Wai Man (Raymond) Si

CISPA – Helmholtz Center for Information Security

Saarbrücken, 66123 Saarland

I am a Ph.D student at CISPA Helmholtz Center for Information Security, supervised by Prof. Michael Backes and advised by Dr. Yang Zhang. Prior to that, I received my B.S. (2018) and M.S. (2021) degrees from Georgia Institute of Technology. where I am fortunate to work with Prof. Alexander Lerch and Prof. Mark Riedl.
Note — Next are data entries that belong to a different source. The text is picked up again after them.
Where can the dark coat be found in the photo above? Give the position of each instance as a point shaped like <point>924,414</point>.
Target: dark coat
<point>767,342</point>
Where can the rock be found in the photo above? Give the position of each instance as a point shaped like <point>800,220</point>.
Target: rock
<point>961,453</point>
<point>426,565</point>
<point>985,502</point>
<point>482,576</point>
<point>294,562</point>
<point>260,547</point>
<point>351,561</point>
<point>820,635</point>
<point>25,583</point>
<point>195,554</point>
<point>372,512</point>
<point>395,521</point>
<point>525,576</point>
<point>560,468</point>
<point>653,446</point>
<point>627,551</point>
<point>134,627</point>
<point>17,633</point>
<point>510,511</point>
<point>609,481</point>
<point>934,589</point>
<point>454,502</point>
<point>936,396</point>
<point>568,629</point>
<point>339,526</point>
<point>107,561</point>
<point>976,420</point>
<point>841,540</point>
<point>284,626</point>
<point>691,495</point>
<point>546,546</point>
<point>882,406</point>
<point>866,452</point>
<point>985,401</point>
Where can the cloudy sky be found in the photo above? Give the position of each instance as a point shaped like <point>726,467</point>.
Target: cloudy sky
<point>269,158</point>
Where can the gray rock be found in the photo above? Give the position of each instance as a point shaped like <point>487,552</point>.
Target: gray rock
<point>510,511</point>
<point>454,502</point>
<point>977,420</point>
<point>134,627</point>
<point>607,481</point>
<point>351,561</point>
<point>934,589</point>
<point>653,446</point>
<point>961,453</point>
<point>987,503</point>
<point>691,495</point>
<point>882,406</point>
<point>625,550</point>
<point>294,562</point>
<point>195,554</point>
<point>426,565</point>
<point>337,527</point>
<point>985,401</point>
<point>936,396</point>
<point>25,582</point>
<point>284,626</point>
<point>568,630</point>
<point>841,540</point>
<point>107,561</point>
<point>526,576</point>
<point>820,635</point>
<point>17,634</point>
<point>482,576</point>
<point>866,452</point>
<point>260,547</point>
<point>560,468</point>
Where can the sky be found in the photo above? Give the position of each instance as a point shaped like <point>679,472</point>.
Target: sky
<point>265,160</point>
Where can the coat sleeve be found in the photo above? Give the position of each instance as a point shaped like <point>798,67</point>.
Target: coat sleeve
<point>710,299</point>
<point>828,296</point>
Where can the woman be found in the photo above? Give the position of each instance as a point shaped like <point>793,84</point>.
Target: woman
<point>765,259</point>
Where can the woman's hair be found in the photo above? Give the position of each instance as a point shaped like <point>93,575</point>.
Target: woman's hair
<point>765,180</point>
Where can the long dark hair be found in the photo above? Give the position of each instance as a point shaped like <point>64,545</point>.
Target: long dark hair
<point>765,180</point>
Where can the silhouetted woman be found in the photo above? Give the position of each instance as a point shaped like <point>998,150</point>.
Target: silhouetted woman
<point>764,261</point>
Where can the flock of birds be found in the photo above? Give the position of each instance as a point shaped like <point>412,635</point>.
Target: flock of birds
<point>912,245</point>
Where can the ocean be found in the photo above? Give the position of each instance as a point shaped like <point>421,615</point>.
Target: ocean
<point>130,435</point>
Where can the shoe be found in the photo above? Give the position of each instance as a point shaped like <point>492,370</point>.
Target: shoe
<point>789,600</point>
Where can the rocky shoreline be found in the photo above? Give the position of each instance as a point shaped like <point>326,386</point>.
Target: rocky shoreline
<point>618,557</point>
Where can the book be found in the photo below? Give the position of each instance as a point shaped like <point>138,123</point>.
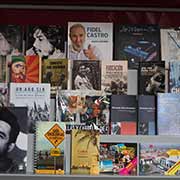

My research focuses on attacks targeting NLP models, including adversarial and poisoning attacks. I am also interested in developing safer models through post-training techniques. Currently, my work explores LLM behavior using mechanistic interpretability, as well as lightweight methods for steering or modifying model behavior.

Honors and Awards

2025

Education Scholarship, Education and Youth Development Bureau of Macau
2023

Best Paper Finalist, CSAW Europe
2022

CCS Best Paper Award Honorable Mention, ACM

News

Apr 2026	Our paper titled “Pruning Unsafe Tickets: A Resource-Efficient Framework for Safer and More Robust LLMs” got accepted in ACL 2026 Main!
Apr 2026	Our paper titled “Reward Yourself: Efficient Self Rewards for Trustworthy Sampling” got accepted in ACL 2026 Findings!
Oct 2025	Our paper titled “Finding and Reactivating Post-Trained LLMs’ Hidden Safety Mechanisms” got accepted in NeurIPS 2025!
Apr 2025	Our paper titled “SaLoRA: Safety-Alignment Preserved Low-Rank Adaptation” got accepted in ICLR 2025!
Apr 2023	Our paper titled “Two-in-One: A Model Hijacking Attack Against Text Generation Models” got accepted in USENIX Security 2023!
Nov 2022	Our paper “Why So Toxic? Measuring and Triggering Toxic Behavior in Open-Domain Chatbots” got best paper award honorable mention at CCS 2022!
Aug 2022	Our paper titled “Why So Toxic? Measuring and Triggering Toxic Behavior in Open-Domain Chatbot” got accepted in CCS 2022!